Aller au contenu principal
Body

Débat

Réhabilitation de tamazight : refondation ou irréversible divorce

Le travail de réhabilitation de tamazight doit s'inscrire dans l'espace de Tamazgha. 

Il serait aventureux de chercher à connaître les véritables intentions de nos régents, tant ils nous ont habitués à des comportements roublards et biaisés. Les annonces concédées en réaction à la mobilisation estudiantine du mois de décembre passé semblent avoir créé une certaine euphorie et des espoirs peut-être démesurés.
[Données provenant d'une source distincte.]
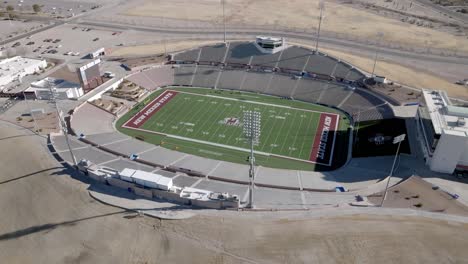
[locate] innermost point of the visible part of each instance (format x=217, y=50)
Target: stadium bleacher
x=215, y=53
x=231, y=79
x=281, y=85
x=262, y=78
x=241, y=52
x=321, y=64
x=205, y=76
x=190, y=55
x=309, y=90
x=256, y=81
x=333, y=95
x=294, y=58
x=183, y=75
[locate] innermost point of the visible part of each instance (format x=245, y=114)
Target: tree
x=37, y=8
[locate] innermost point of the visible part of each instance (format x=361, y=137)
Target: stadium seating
x=231, y=79
x=256, y=81
x=236, y=75
x=191, y=55
x=309, y=90
x=281, y=85
x=241, y=52
x=205, y=76
x=213, y=53
x=183, y=75
x=294, y=58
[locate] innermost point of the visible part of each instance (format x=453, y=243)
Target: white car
x=109, y=75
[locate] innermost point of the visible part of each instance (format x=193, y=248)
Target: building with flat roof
x=63, y=89
x=443, y=132
x=15, y=68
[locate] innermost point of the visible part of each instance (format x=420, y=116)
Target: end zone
x=149, y=110
x=323, y=146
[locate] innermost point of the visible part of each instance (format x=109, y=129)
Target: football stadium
x=209, y=122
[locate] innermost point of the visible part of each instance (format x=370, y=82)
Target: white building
x=444, y=132
x=270, y=45
x=15, y=68
x=147, y=179
x=63, y=89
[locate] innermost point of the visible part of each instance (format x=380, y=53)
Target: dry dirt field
x=48, y=217
x=339, y=18
x=402, y=74
x=396, y=72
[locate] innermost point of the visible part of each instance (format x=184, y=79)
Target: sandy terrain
x=402, y=74
x=157, y=48
x=340, y=18
x=396, y=72
x=48, y=217
x=418, y=194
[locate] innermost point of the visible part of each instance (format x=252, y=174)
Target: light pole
x=321, y=6
x=396, y=140
x=377, y=50
x=251, y=129
x=224, y=20
x=62, y=124
x=36, y=128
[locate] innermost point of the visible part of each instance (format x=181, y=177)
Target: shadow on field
x=28, y=175
x=49, y=227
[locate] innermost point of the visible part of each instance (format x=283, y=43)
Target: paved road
x=207, y=33
x=455, y=15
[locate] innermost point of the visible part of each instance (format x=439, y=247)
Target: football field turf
x=215, y=119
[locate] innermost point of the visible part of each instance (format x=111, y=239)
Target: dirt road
x=48, y=217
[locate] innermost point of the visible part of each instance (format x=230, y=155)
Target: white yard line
x=65, y=150
x=215, y=167
x=179, y=159
x=307, y=129
x=287, y=133
x=148, y=150
x=297, y=133
x=323, y=92
x=194, y=72
x=334, y=69
x=196, y=183
x=117, y=141
x=254, y=102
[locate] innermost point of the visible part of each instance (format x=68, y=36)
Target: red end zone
x=142, y=116
x=322, y=149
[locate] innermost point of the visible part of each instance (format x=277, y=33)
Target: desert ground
x=48, y=217
x=396, y=72
x=351, y=19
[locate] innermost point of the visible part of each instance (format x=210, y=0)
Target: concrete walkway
x=126, y=200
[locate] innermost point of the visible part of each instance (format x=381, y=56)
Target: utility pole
x=377, y=50
x=224, y=20
x=36, y=128
x=62, y=124
x=251, y=129
x=396, y=140
x=321, y=6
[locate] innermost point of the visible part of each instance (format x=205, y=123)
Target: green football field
x=212, y=120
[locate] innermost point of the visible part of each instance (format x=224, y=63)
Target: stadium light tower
x=396, y=140
x=377, y=50
x=62, y=124
x=224, y=19
x=251, y=129
x=321, y=6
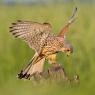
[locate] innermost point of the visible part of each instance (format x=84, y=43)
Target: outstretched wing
x=33, y=33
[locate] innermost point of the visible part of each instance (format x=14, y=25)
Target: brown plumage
x=45, y=44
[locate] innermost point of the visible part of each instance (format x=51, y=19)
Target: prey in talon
x=46, y=45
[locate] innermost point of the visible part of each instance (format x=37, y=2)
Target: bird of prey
x=46, y=45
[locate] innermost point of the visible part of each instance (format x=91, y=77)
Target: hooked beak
x=68, y=50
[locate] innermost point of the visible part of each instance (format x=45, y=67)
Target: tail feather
x=36, y=65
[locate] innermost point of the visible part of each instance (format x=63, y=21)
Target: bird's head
x=68, y=49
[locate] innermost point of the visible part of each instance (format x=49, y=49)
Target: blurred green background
x=15, y=54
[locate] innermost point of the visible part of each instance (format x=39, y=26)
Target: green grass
x=14, y=53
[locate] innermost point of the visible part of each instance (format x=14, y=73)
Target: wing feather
x=33, y=33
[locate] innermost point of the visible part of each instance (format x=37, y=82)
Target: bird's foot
x=57, y=72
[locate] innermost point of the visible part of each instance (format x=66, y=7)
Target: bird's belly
x=48, y=50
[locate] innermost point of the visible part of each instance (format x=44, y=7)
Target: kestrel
x=46, y=45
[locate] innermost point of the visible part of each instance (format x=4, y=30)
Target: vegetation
x=15, y=54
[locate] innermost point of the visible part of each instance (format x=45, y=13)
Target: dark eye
x=68, y=49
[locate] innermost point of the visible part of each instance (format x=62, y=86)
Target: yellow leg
x=52, y=58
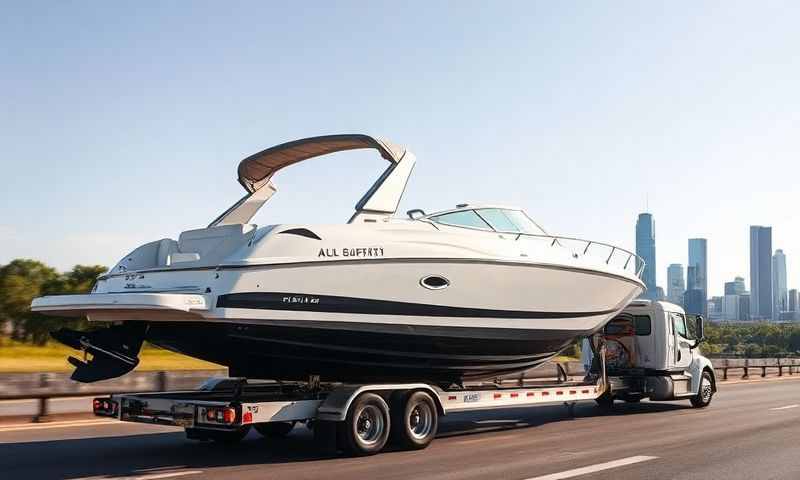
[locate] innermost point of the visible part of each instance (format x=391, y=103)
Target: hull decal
x=336, y=304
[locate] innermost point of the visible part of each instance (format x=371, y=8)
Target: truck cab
x=652, y=351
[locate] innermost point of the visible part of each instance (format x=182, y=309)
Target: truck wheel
x=704, y=394
x=366, y=428
x=415, y=421
x=275, y=429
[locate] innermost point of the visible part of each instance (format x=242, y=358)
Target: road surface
x=751, y=431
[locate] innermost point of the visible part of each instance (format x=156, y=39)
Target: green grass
x=17, y=357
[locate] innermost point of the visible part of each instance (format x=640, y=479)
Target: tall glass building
x=780, y=292
x=675, y=284
x=760, y=272
x=646, y=248
x=698, y=258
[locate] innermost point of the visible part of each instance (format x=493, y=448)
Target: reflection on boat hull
x=362, y=352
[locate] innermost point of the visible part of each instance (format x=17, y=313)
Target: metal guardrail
x=792, y=365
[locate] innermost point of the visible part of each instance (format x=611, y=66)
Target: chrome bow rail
x=613, y=252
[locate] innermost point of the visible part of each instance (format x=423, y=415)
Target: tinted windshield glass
x=464, y=218
x=498, y=219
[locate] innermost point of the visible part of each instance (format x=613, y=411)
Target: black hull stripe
x=335, y=304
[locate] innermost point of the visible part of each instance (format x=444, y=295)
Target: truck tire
x=415, y=421
x=275, y=429
x=705, y=392
x=366, y=428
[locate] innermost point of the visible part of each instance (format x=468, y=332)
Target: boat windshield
x=497, y=219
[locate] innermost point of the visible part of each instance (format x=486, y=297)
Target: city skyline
x=771, y=298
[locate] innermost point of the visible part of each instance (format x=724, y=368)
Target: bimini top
x=256, y=171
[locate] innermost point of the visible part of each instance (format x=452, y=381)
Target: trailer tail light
x=104, y=407
x=218, y=415
x=229, y=415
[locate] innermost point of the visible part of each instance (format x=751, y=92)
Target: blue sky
x=122, y=123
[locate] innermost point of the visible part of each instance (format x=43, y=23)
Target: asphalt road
x=750, y=431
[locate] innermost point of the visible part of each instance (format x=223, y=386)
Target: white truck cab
x=652, y=352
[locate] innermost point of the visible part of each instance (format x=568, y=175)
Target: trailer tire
x=415, y=421
x=366, y=427
x=705, y=392
x=275, y=429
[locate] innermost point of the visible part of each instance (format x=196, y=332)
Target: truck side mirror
x=699, y=331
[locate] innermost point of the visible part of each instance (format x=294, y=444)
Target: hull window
x=434, y=282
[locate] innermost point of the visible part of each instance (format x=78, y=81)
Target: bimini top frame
x=256, y=171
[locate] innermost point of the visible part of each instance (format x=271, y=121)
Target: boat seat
x=212, y=245
x=166, y=247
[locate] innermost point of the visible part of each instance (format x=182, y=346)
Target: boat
x=468, y=293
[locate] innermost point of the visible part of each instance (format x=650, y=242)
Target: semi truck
x=649, y=351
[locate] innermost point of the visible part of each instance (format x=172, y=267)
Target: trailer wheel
x=366, y=428
x=415, y=421
x=706, y=391
x=275, y=429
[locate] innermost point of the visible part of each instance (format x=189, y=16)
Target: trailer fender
x=335, y=406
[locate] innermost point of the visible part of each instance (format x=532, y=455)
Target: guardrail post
x=43, y=414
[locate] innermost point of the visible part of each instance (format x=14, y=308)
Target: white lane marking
x=33, y=400
x=42, y=426
x=786, y=407
x=594, y=468
x=155, y=476
x=487, y=439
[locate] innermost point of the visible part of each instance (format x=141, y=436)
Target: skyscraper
x=760, y=272
x=698, y=258
x=646, y=248
x=793, y=300
x=675, y=284
x=736, y=287
x=780, y=294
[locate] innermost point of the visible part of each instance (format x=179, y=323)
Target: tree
x=23, y=280
x=20, y=282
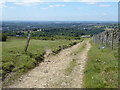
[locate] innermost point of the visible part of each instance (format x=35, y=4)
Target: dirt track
x=52, y=72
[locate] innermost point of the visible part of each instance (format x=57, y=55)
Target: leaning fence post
x=27, y=42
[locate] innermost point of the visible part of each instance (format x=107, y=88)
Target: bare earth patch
x=52, y=72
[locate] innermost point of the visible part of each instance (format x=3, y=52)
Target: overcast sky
x=65, y=10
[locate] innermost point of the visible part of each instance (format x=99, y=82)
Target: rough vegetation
x=16, y=61
x=102, y=68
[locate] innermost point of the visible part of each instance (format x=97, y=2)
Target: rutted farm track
x=64, y=70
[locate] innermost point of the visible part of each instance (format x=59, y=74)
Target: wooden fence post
x=27, y=42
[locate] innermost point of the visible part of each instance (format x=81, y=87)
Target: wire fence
x=108, y=38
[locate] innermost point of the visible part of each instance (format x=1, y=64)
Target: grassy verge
x=72, y=64
x=16, y=62
x=101, y=69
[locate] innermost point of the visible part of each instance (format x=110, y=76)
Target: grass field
x=102, y=68
x=16, y=61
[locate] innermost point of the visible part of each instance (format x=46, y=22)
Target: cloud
x=57, y=5
x=44, y=8
x=104, y=5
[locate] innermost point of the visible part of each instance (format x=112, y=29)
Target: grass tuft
x=101, y=69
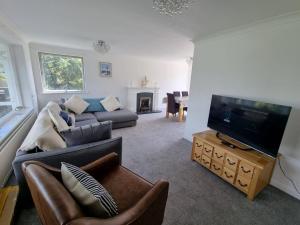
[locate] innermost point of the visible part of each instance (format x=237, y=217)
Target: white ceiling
x=132, y=26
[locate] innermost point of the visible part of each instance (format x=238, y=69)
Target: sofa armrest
x=77, y=155
x=152, y=203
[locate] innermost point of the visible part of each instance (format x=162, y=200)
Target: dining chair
x=172, y=106
x=185, y=93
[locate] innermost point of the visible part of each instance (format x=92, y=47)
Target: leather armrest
x=102, y=165
x=152, y=203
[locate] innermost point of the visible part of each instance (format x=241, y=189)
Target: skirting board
x=292, y=168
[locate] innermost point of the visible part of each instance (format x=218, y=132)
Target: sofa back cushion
x=94, y=105
x=87, y=133
x=42, y=134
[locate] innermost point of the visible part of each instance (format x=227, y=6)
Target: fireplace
x=144, y=102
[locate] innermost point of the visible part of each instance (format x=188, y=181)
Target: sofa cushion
x=88, y=192
x=85, y=122
x=66, y=117
x=58, y=121
x=94, y=105
x=42, y=135
x=76, y=104
x=87, y=134
x=84, y=116
x=121, y=115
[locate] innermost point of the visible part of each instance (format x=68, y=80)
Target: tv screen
x=257, y=124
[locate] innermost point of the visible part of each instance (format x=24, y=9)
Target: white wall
x=259, y=63
x=21, y=65
x=169, y=76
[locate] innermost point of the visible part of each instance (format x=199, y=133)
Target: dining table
x=183, y=102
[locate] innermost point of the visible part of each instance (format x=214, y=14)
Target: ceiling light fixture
x=171, y=7
x=101, y=46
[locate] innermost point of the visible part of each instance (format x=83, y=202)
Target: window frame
x=44, y=90
x=12, y=84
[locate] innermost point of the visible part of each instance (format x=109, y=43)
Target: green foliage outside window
x=61, y=72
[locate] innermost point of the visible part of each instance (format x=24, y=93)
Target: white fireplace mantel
x=132, y=96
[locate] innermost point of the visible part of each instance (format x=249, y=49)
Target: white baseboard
x=292, y=168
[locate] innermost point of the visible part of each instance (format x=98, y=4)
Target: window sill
x=12, y=122
x=64, y=92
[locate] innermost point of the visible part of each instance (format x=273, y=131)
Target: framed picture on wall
x=105, y=69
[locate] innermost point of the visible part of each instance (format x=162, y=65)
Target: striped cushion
x=88, y=192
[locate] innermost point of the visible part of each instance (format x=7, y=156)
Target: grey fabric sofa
x=120, y=118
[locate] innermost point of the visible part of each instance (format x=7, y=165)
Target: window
x=8, y=84
x=61, y=73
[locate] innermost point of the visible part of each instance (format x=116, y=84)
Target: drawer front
x=205, y=161
x=231, y=162
x=197, y=155
x=207, y=149
x=242, y=183
x=198, y=144
x=216, y=168
x=228, y=175
x=218, y=155
x=245, y=170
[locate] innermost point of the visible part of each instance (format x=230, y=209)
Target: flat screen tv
x=258, y=125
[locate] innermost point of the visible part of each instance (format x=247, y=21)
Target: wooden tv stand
x=249, y=171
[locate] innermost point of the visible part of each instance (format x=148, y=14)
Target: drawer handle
x=207, y=150
x=241, y=184
x=218, y=156
x=198, y=145
x=230, y=163
x=245, y=171
x=216, y=168
x=228, y=176
x=205, y=162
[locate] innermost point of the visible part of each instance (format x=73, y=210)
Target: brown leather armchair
x=139, y=202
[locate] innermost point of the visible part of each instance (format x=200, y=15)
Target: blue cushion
x=94, y=105
x=66, y=117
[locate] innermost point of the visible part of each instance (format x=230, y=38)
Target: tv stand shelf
x=249, y=171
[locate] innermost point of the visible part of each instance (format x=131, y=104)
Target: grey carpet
x=155, y=149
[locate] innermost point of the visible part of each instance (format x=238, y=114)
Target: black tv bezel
x=241, y=139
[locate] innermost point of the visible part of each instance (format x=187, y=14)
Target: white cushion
x=43, y=135
x=111, y=104
x=58, y=121
x=53, y=106
x=76, y=104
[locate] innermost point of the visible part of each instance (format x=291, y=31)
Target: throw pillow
x=53, y=106
x=94, y=105
x=76, y=104
x=59, y=122
x=87, y=134
x=111, y=104
x=88, y=192
x=42, y=135
x=66, y=117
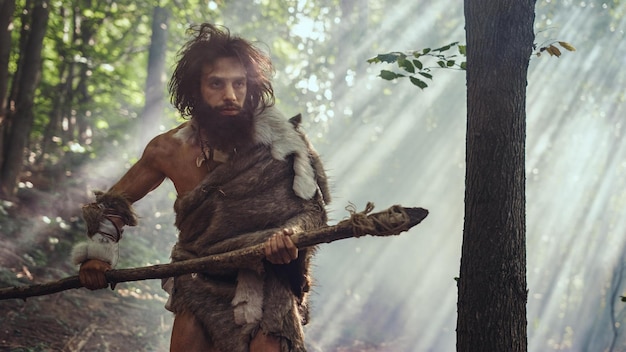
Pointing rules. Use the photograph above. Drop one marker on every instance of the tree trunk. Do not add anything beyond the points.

Pourtant il faut, par vigilance et esprit de responsabilité, s’interroger sur la réelle portée de ces annonces[i]. S’agit-il réellement d’une véritable réhabilitation de notre identité Amazighe, ou bien sommes-nous encore devant l’une de ces truanderies historiques[ii] dont le système en place détient le secret de fabrication ?

La consécration de Yennayer en tant que fête nationale, la programmation d’une loi organique de réhabilitation de tamazight et la projection d’une académie amazighe, tel est l’agenda posé dans une urgence tardive[iii] par l’exécutif Ouyahia. Au-delà de la mobilisation estudiantine, la conjoncture régionale n’est pas étrangère à une telle fébrilité[iv]. Il faut croire que l’animosité tenace de nos faux-frères arabes apparaît en tête des facteurs qui servent la réhabilitation de tamazight. La cause tant décriée se trouverait donc projetée au rang de centralité patriotique ? Il faut l’espérer. Mais l’espérance peut très bien s’avérer naïve et crédule. Si de réelles possibilités d’avancer sont là ; il reste que leur concrétisation dépendra du niveau et da la qualité de la mobilisation populaire.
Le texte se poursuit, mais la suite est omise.